AI-generated · cited to primary sources · not investment advice · How we research
Our verdict on Bajaj Auto isn’t the consensus take — see where we landed, and the one risk the bull case glosses over.
See the verdict — free →Export volumes grew by 24% in Q2 FY26, surpassing the guided range of 15-20%. (1 exceeded, 1 met across 2 tracked commitments)
“we expect overall exports to continue to grow at 15% to 20% every quarter year on year.”
The company successfully expanded the Chetak 35 series during the quarter, which includes the affordable variant that completes the transition to the new platform. (1 met, 1 exceeded across 2 tracked commitments)
“as well as the impending introduction of a new variant in June as an upgrade to the entry level and large selling 2903”
See the full cited Management analysis of Bajaj Auto
The EV portfolio (Chetak and E-autos) has reached a double-digit EBITDA margin for the first time, despite supply chain constraints causing a 50% shortfall in planned volumes for Chetak. (1 expanding)
“But what I do want to use the opportunity to call out is the fact that on the electric portfolio... in this quarter, we have hit a double-digit margin, EBITDA margin.”
The EV portfolio has expanded significantly, now contributing nearly 20% of domestic revenue compared to under 10% in the previous year. (3 expanding)

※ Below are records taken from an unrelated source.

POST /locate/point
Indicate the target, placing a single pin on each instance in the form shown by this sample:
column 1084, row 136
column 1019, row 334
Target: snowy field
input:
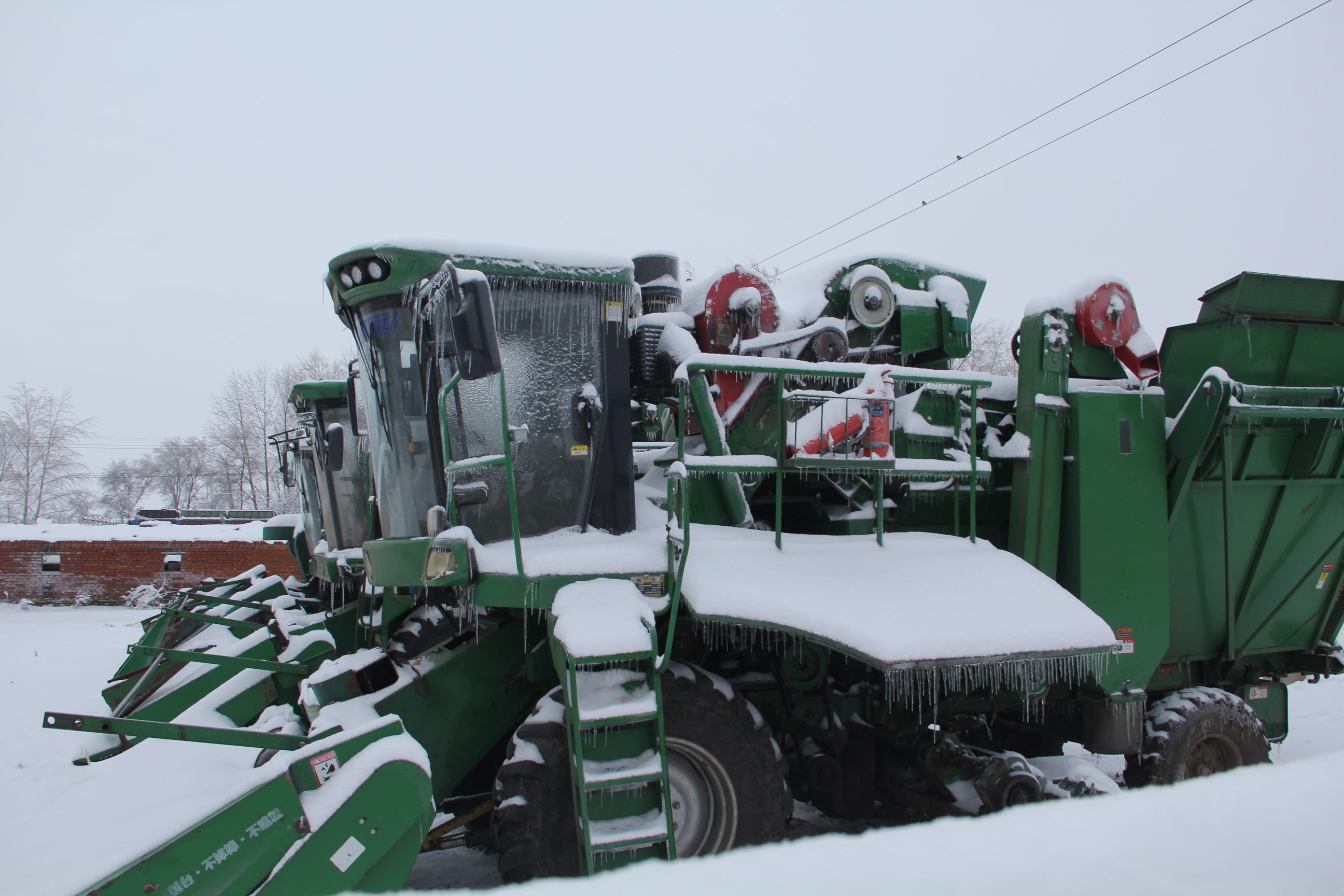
column 1266, row 829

“the electric vehicle portfolio has moved from being under 10% of our domestic revenue to nearly 20% on a full year basis in the course of this current year.”
See the full cited Business Model analysis of Bajaj Auto
The EV segment (Chetak) is accelerating significantly, with market share rising from 5% to 13% within a year and quarterly volumes reaching 40,000 units, surpassing the total sales of the entire previous fiscal year. (2 accelerating across 2 signals)
“At an aggregate level, our EV portfolio comprising both electric 2-wheelers and 3-wheelers now contributes to a staggering 25% of domestic revenues... the EV business now delivers double-digit EBITDA margin”
Bajaj is moving from a minority investor to a controlling shareholder in KTM (Pierer Bajaj AG), aiming for a full turnaround and deeper synergy integration within 2-3 months. (2 new trend, 2 accelerating across 4 signals)
“Effective November 18, Bajaj ownership in KTM Austria increased to 75% and a turnaround plan was commenced immediately... from the next quarter onwards, the KTM business will be fully consolidated”
See the full cited Future Growth analysis of Bajaj Auto
The risk has intensified as KTM AG faced near insolvency due to high debt and inventory issues. Bajaj is now moving to take controlling interest (acquiring a stake in PBAG) to execute a comprehensive turnaround plan. (1 intensifying, 1 high-severity)
“Nigeria, our largest market, doubled sales in Q3 compared to Q2, though it continued to be negative compared to previous year Q3. Significantly, Nigeria's weight in our portfolio is now half of what it was last year”
The risk is easing as the company has achieved double-digit EBITDA margins in the EV portfolio (including 3-wheelers) despite subsidy changes, and is actively rationalizing costs to build organic margins. (1 easing, 1 intensifying, 1 high-severity)
“firstly, the absorption of the withdrawal of the PM E-DRIVE incentives in the Electric 3-wheeler segment. While the withdrawal occurred towards the later part of the quarter, the impact was meaningful at approximately INR23,000 to INR25,000 per vehicle”
See the full cited Risk analysis of Bajaj Auto
AI-generated informational research only. ThesisLoop is not investment advice, a stock recommendation, or a guarantee of returns.